Our study has found that there was no significant difference in emotional empathy between first year and final year medical students. But there was significantly higher cognitive empathy among final year students as compared to first year students. Sex was a predictor variable for both cognitive and emotional empathy. In addition, future specialization interest area and being active user of online social media like facebook were also predictor variables for emotional empathy among medical students.
Compared with the stated norms of empathy used by an instruments used for this study [32, 34], there was lower mean emotional and cognitive empathy scores among Ethiopian first year and final year medical students. Preserving the low emotional empathy at final year similar to first year, may be a positive result of the students training and experience through clinical years of the students. It has been stated that ‘emotional relationships that elicit emotional response are conceptually more relevant to sympathy than to empathy’ .
Both cross-sectional and longitudinal studies have indicated that females have generally more emotional empathy than males [16, 19, 21–26]. According to psychoanalytic and evolutionary theory of parental investment, women are believed to develop greater care-giving attitudes toward their offspring than men  and these caring characteristics can be associated with high emotional empathy. Even the norm for empathy measure has set much higher empathy score of female than male . As it has been indicated with all the above findings, male students had much lower emotional empathy scores in this particular study. But gender based comparative study is required with representative proportions to make inference in this regard.
Even though we found that final year students have scored statistically higher cognitive empathy score than first year students, practically the difference was below the standard; according to RME-R test, a mean score under 22 indicates low score . This may be related with the validity of the instruments used to the culture of the study participants (the instrument used was with a Caucasian faces in the photos). In any case, final year students had higher cognitive empathy score than first year students.
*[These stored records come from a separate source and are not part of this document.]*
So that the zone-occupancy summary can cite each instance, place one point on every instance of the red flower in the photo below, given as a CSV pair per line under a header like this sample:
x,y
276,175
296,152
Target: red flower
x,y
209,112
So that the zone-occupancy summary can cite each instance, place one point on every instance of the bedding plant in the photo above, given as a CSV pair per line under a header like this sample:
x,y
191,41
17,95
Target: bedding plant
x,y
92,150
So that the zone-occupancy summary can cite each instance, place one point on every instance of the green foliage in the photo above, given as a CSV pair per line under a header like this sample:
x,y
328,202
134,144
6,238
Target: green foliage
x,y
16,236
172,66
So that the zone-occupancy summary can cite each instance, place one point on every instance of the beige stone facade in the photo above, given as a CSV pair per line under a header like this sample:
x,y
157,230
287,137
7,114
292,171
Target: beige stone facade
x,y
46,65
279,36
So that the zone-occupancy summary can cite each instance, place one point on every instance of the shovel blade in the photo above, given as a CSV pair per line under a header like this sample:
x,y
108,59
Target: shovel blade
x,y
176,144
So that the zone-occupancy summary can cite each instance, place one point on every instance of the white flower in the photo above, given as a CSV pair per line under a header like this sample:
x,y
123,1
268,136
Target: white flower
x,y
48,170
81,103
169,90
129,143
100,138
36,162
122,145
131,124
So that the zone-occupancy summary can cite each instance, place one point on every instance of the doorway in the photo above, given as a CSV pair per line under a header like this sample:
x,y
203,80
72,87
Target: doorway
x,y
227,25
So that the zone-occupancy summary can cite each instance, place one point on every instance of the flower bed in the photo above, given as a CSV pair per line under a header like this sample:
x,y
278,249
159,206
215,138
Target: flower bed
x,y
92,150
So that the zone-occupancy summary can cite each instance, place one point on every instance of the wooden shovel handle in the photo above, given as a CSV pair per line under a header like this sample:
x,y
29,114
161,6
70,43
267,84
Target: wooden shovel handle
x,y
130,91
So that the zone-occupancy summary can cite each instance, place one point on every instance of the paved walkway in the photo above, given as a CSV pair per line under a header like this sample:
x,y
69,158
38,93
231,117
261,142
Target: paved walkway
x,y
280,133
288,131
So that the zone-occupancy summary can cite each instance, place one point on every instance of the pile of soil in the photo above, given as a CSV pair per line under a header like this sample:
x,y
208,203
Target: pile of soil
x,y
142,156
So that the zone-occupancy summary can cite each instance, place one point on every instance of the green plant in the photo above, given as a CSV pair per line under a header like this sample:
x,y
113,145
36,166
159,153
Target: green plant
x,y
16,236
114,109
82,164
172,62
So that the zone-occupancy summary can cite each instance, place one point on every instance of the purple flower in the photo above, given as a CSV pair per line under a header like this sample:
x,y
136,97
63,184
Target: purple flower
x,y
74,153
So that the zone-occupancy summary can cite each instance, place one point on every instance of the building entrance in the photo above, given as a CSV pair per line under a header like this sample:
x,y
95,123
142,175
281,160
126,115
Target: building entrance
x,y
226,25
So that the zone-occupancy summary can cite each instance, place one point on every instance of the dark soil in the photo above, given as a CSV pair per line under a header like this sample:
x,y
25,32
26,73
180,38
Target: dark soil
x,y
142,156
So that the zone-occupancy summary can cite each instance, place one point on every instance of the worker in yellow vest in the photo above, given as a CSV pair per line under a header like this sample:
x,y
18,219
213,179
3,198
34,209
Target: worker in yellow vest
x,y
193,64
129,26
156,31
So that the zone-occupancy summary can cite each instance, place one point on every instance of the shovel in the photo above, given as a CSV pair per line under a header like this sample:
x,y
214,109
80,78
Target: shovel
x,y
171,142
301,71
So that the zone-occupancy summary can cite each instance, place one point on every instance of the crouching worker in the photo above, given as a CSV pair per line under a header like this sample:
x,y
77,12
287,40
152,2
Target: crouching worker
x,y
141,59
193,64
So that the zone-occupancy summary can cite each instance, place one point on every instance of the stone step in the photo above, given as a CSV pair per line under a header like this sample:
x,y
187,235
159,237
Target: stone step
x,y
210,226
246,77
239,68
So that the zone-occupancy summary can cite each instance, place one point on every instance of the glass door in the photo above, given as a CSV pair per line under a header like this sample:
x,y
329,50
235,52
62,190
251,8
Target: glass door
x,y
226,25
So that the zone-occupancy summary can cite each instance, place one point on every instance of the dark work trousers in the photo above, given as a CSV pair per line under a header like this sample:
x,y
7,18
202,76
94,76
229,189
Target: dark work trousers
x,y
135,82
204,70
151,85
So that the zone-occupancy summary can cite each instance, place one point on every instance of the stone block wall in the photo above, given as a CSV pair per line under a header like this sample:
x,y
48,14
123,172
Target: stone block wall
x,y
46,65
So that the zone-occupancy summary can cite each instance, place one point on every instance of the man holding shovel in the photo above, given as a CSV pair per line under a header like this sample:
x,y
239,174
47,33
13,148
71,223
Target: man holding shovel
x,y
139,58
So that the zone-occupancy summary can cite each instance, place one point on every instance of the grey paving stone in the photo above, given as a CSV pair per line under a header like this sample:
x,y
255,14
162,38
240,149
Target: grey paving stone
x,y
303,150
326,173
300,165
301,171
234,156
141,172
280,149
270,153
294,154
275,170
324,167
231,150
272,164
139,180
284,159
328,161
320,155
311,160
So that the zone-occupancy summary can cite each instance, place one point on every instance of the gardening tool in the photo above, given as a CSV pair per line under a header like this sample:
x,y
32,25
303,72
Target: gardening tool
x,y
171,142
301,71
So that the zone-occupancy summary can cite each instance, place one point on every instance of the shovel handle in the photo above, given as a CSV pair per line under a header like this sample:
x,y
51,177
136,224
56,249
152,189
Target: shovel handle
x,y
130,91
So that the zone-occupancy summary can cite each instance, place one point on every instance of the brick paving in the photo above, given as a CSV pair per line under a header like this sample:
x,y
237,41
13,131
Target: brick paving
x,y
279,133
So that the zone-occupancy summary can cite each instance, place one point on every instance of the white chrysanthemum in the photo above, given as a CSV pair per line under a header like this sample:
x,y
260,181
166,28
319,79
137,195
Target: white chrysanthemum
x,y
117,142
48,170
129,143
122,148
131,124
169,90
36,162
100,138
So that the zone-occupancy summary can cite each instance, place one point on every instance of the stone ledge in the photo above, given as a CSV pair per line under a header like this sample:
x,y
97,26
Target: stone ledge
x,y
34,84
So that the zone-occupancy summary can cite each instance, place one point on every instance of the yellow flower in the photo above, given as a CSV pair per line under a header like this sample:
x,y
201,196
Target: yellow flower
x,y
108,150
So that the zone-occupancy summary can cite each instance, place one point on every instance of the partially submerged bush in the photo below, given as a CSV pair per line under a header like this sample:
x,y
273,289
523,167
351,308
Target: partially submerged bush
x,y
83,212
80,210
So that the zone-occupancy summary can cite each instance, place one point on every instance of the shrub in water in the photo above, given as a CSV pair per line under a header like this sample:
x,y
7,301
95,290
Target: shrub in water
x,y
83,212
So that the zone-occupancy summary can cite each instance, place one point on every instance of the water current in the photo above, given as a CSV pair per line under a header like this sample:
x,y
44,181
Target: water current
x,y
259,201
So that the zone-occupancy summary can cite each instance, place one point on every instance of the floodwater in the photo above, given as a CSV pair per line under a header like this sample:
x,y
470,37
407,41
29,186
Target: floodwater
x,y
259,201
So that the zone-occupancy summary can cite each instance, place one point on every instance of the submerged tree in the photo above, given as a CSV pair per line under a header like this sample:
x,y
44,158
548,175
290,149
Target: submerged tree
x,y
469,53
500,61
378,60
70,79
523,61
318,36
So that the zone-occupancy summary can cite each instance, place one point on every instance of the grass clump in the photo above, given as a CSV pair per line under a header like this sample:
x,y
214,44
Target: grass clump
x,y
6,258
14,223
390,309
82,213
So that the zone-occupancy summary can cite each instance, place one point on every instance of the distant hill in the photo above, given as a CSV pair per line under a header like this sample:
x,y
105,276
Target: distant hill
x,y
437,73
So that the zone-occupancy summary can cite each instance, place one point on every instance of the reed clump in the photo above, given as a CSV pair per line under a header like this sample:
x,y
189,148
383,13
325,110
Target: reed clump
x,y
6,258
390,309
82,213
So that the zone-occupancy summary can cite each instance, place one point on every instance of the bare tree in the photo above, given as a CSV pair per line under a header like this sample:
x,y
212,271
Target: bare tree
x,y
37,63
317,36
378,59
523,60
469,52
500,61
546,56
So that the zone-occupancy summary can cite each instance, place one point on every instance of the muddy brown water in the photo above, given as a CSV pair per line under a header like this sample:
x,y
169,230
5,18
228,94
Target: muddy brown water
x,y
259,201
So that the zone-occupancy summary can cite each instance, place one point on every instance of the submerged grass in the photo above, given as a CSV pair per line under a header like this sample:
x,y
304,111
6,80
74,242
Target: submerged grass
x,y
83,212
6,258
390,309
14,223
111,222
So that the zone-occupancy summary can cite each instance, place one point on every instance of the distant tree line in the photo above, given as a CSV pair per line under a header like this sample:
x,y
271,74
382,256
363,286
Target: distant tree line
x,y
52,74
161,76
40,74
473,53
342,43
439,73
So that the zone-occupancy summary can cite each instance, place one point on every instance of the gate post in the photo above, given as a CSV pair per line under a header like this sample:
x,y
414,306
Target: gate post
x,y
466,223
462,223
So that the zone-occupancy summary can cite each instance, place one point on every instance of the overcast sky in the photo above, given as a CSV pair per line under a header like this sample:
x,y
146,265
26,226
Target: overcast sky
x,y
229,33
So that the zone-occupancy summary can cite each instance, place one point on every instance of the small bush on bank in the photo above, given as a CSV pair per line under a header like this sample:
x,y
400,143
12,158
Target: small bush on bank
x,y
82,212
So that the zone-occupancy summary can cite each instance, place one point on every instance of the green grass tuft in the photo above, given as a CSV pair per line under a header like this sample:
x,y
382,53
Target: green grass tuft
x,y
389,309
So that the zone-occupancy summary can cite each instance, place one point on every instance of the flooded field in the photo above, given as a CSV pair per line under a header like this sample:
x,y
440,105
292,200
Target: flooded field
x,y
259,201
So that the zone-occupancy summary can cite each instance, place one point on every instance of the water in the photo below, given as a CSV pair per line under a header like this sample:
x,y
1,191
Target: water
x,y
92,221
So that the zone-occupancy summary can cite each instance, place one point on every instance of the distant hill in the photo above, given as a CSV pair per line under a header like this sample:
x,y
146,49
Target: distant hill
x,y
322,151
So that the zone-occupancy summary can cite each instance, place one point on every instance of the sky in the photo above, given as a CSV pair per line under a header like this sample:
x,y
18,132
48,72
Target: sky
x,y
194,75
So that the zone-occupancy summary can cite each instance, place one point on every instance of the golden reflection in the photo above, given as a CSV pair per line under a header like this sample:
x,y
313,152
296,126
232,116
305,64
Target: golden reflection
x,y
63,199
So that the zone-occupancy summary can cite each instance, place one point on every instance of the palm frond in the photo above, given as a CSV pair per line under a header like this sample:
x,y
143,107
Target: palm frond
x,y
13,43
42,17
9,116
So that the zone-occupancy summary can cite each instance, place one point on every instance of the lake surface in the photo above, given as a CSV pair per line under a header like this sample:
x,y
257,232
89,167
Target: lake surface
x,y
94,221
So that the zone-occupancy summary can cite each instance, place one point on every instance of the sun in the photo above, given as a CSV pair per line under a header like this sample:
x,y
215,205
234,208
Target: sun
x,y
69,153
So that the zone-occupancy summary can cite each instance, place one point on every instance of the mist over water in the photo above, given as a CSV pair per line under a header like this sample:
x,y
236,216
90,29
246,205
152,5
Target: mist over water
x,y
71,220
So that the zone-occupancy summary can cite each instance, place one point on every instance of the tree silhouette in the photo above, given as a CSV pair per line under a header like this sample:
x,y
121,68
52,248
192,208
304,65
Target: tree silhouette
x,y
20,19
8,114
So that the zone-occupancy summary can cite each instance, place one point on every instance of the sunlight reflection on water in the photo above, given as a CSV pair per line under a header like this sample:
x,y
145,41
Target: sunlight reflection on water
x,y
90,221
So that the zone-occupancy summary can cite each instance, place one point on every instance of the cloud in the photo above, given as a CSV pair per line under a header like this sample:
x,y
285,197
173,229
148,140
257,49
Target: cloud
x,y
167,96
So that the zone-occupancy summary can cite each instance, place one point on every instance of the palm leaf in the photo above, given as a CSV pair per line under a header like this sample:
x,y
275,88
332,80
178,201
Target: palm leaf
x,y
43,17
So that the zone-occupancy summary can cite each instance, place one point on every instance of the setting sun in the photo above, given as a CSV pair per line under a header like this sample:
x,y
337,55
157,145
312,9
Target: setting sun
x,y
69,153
Similar to emotional empathy score, this may be also associated with the training in medical education or experience during the clinical years. Similar studies have found contradicting findings in this regard; studies in Japan and Korea found the highest values for measures of empathy, by year of medical school, among senior medical students [7, 36] while another study in Iran did not find variations in empathy . This difference might be attributed to the instruments used; since, in the Korean study they measured clinical empathy than general empathy.
Unlike that of emotional empathy, females have scored higher cognitive empathy than the males which may suggest that female may provide a better type of medical care [38–40] based on a better understanding of the patient’s experiences and feelings (cognitive empathy). In a number of studies, a higher empathy level in females was found as compared to males [4, 5, 7, 16, 19, 21–26].
Even though many findings of studies recorded a decline in empathy during medical school proceedings [3–5, 16–22], in a normal circumstances we expect emotional empathy to decrease and cognitive empathy to increase as students progress through the years of medical school training. Our finding is also compatible with such a normal situation. The weak positive correlation between the two measures may be indicative of this explanation.
Previous studies found an association between the choice of medical students’ future specialization and their empathy level scores [4, 22, 26, 27]. In our study, we found that students who did not decide about future interest specialization area had low emotional empathy than who have decided which may be attributed to first year students may not be familiar about some of the medical specialization areas and were still in undecided situation.
Students who were using online social media like facebook had significantly higher both emotional and cognitive empathy score as non-users. There was no documented previous study on the effect of using social media like facebook on empathy. Hence, further study is required to give more explanations for such differences. Another issue that needs further study is why there was inverse relationship between cognitive empathy and the number of brothers and sisters students had.
There was no statistically significant difference with other socio-demographic variables in this study. This may be due to similarity of the different cultures with regard to empathy in Ethiopia. One of the strength of this study is we have tried to measure two dimensions of empathy and the method of data collection was self administered study so that there may be less social desirability bias. Since the study is of explanatory nature, it is not worth adjusting for multiple testing. The validity of the study may be limited by a cross-sectional rather than longitudinal design of the study. The relatively small sample size and the fact that both instruments of the emotional and cognitive empathy scales were not validated in Ethiopia are the main limitations of this study. Nonetheless, this is the first study in the area and we believe it will add valuable information to the existing knowledge gap.